Commuters who don’t like the fact that there is only one Sounder train from Everett to Seattle on weekdays will soon have two new options.
Starting Oct. 1, the same monthly pass Snohomish County residents use to ride Sounder to work will be good on the two daily round-trip Amtrak trains that use the same route. In turn, Amtrak riders will be able to use their monthly Amtrak passes to hop on the Sounder train.
“We’re really focusing on getting commuters who are trying to use our service on a regular basis,” said Barb Gilliland, Sound Transit’s deputy director of transportation services. “This really gives (our riders) quite a few options.”
The program will be a one-year test and could be expanded if it works well.
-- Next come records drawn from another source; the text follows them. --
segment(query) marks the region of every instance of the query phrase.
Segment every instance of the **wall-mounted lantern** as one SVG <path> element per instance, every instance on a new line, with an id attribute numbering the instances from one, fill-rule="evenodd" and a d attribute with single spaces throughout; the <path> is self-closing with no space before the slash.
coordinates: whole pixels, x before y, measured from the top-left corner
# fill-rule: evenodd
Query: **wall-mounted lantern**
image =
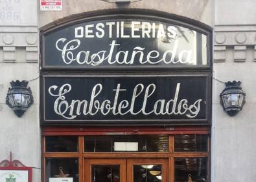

Amtrak’s trains won’t match the Everett-to-Seattle commute perfectly, but they will help, Gillilan said.
One Amtrak train will give riders a second train to get from Seattle to Everett in the evenings. Another will give reverse commuters a ride to Everett in the morning. There’s even a third option, a train to take folks into Seattle during the middle of the day for a medical appointment or shopping.
The two agencies announced the agreement on Friday, saying the monthly passes for the Everett-to-Seattle trip are exactly the same, $108, and that allowed the partnership to form.
Partnering with Amtrak will make the commute easier, said U.S. Sen. Patty Murray, D-Wash.
This “means more mobility, more flexibility and a better quality of life for the people living and working in this region,” said Murray, who attended a press conference in Seattle announcing the partnership. “We see from the partnership here today, together we can overcome whatever obstacles we face, and we can build a brighter future for Washington state.”
Similar Amtrak partnerships in Los Angeles and San Diego have been successful, spokeswoman Vernae Graham said.
“It’s worked really well,” Graham said, adding that ridership numbers increased in Southern California after partnerships were formed with Los Angeles’ Metrolink and San Diego’s Coaster.
Casual riders will not be able take advantage of the partnership, however, because Sound Transit’s one-time, one-way cost of $3 is much lower than a one-way Amtrak ticket, which is $10 or more.
Few riders have ridden Sounder since service started from Everett to Seattle at the end of 2003, something Sound Transit doesn’t expect to change until second, third and fourth round-trip trains are added. A second train will be added in 2005 and two more in 2007.
In recent months, only about 165 people have been riding each Sounder train. Each five-car train can carry 560 people, which means the trains have been only 30 percent full.